Winter can be tough on a vehicle. Seemingly unlimited supplies of rain, fog and snow are matched with limited daylight hours, traction shortages and reduced visibility. Tire pressures drop, oil gets thick, salt accumulates and roads get slippery. We need our wipers to wipe, our lights to light and our antifreeze to function.
In short, most of us need to get our vehicles ready for winter. All of the regular maintenance procedures apply. General maintenance is very important when a disabled vehicle can be the beginnings of a survival adventure.
Make sure, therefore, that your oil changes, tire pressures, air filter, fuel filter and coolant levels are current. Depending on your mileage, you may be due for some of the longer term items such as injectors, plugs, igniters, shocks, transmission service and what-ever else your owner’s manual indicates for the current stage of your vehicle’s life.
But winter adds some twists to the maintenance plot. Lower temperatures, for example, drop air pressure readings at a time when tire condition and traction are critical. In addition to making sure pressures and tread depths are in spec, consider switching to a true winter tire.
Dwellers of the North already know that studded tires are the way to go when conditions get really slippery. Last winter I tested a set of studded Nokian Hakkapeliitta LT tires, which have a well-deserved reputation as one of the best snow tires in the world. The tires preformed quite well on the packed snow and ice we encounter in the Pacific Northwest.
Studless snow tires, such as Bridgestone’s Blizzak, are another option, especially for those who only occasionally see snow and ice. These DOT-approved snow tires are made of softer tread compounds and have lots of siping for added grip in ice and snow. Studless tires are better on dry pavement and are easier on the road surface than are studs.
Four-wheel drive also enhances traction and is great to have for most winter road conditions. Make sure all the drivers in the family understand the operation of the transfer case, hubs and switches. Provide the proper cautions about diff lockers, if your rig is so equipped. Test your four-wheel drive system ahead of time if it’s rarely used.
Another traction option is tire chains. Be sure to find a set designed to work on your tires without causing tire damage.
Any drivers in the family that may need to use the chains should have practice putting them on and properly adjusting chain tension.
Batteries need more attention in winter. They don’t like temperature extremes. When cold they can produce less power at the very time when the engine is harder to start. Diesels are particularly hard to start when cold. So make sure your battery is in good shape before winter sets in.
Also hard to start is any vehicle with a cracked block from frozen coolant. Check and/or change the engine coolant in your vehicle to make sure it has the proper antifreeze levels.

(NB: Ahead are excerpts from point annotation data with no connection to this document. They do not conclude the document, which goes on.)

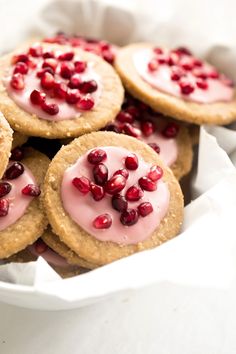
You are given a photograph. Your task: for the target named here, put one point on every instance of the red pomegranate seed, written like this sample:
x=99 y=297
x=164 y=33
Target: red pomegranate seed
x=4 y=207
x=123 y=172
x=60 y=90
x=103 y=221
x=155 y=173
x=80 y=66
x=86 y=103
x=98 y=192
x=129 y=217
x=119 y=202
x=133 y=194
x=17 y=81
x=147 y=128
x=171 y=130
x=17 y=154
x=145 y=209
x=66 y=56
x=155 y=147
x=115 y=184
x=47 y=81
x=50 y=108
x=131 y=162
x=82 y=184
x=88 y=86
x=67 y=70
x=37 y=97
x=100 y=174
x=36 y=50
x=14 y=171
x=147 y=184
x=31 y=190
x=5 y=188
x=21 y=68
x=96 y=156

One of the reasons that engines are harder to start in cold temperatures is because oil gets thicker when temperature drops. You can counteract this tendency by using oil with lower viscosity grades. Check your owner’s manual for the proper range to match the temperatures.
Diesel owners may want to consider switching to a synthetic motor oil such as Rotella T, which improves cold-weather performance while providing excellent high-temperature wear protection. Exceptional cold-weather flow properties really help with cold starts.
Wiper blades have about a one-year life expectancy. UV exposure, being frozen to the windshield and wiping off mud splatters all speed the degradation of the blades.
An aftermarket frame and blade make for quick and easy installation. Rain-X Latitude, for example, can easily be installed on wiper arms with J-hook, side pins, bayonet or pin-and-holder connectors.
Don’t forget the wiper fluid, which needs to be temperature rated to levels you expect to encounter in your travels.
Seeing and being seen is greatly improved through the addition of auxiliary lights. We not only face rain and fog, but the days and nights are longer requiring us to drive more hours in the dark. Adding driving lights and fog lights to your vehicle can make a big difference to improve vision, reaction times and stopping distance.
Check your owner’s manual for a section on winter driving. Above all, be prepared.